Haven students protest dress code over leggings, yoga pants

Female students at Haven Middle School are protesting the dress code which restricts leggings and yoga pants to keep from distracting boys. | File
Female students at Haven Middle School are protesting the dress code which restricts leggings and yoga pants to keep from distracting boys. | File

“Are my pants lowering your test scores?” reads one poster at Haven Middle School, where students are protesting a school dress code limiting leggings or yoga pants — which students say is sexist and unfair.

Many girls wore leggings or yoga pants to school in protest March 18, and more than 500 students have signed a petition opposing the rules on leggings and yoga pants, which they’ve been told are “too distracting to boys,” according to seventh-grader Sophie Hasty, 13.

“Not being able to wear leggings because it’s ‘too distracting for boys’ is giving us the impression we should be guilty for what guys do,” Hasty said in an e-mail. “We just want to be comfortable!”

Protest began bubbling among students and parents the previous week, when parent Juliet Bond said her daughter and other girls came home reporting that the school had officially banned leggings and yoga pants. Under the previous policy, girls could wear leggings, but their shirts had to come down low enough so the shirt hit their fingertips when they stood up, Bond said.

She was upset enough that she wrote a letter to the Haven Middle School Principal Kathleen Roberson.

“For me, it’s about shaming girls about their bodies,” Bond said. “It’s this message across genders that girls have to cover up, and teachers saying to girls, the reason for this rule is so that boys aren’t distracted.”

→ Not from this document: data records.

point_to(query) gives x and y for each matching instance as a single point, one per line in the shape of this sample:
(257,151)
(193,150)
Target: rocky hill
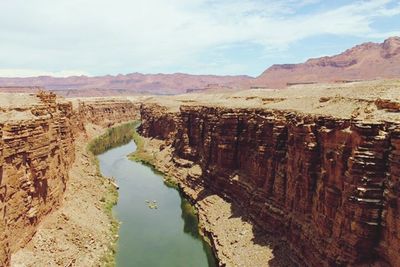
(367,61)
(135,83)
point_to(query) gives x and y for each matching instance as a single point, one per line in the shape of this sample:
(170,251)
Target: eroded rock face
(328,186)
(36,152)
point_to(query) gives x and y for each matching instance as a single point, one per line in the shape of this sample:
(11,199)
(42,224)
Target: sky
(222,37)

“At what point do you take girls out of school altogether because boys can’t handle it?” she said.

In a letter sent to parents March 18, Roberson said the school had not changed its dress code at all, and there is no ban on leggings or yoga pants.

“It has been communicated to students that ‘if leggings are worn, a shirt, shorts, or skirt worn over them must be fingertip length,’” the letter said. “At Haven, dress and appearance are important components of an overall positive and respectful learning environment.”

Roberson, who did not respond to multiple requests for comment, said in her e-mail that the Haven Principal’s Advisory Team would be reviewing the policy at its March 25 meeting.

District 65 spokesperson Melissa Burda said that the Parent/Student Handbook contains general guidelines about student attire, but some schools have specific rules as well.

“Going forward, this issue will be discussed in an effort to ensure consistency in terms of guidelines and enforcement across schools,” she said.

After she wrote the letter, Bond said Roberson called her, and the two had a “very positive” conversation about the issue.

“She is taking this issue seriously and trying to figure out a way to tamp down the sexualization of middle school girls … and balance the messages we as adults convey to them in a more positive way,” Bond said.

Still, she said she’s worried that telling girls to cover up because it’s too distracting for boys might send the message that they should be ashamed of their bodies and that they are responsible for how boys behave — at a very delicate age.

In particular, she said those students who were getting “dress-coded,” or disciplined for their attire, tended to be girls who were more developed. That inconsistent enforcement simply makes girls embarrassed, she said.

Seventh-grader Lucy Shapiro, 12, said she had firsthand experience of that inconsistent enforcement, when both she and a friend were wearing the same type of athletic shorts, and a teacher came up and “dress-coded” her, but not her friend.

“I asked, ‘Why just me?’ and she said it was because I had a different body type than my friend,” Shapiro said. “With all the social expectations of being a girl, it’s already hard enough to pick an outfit without adding in the dress code factor.”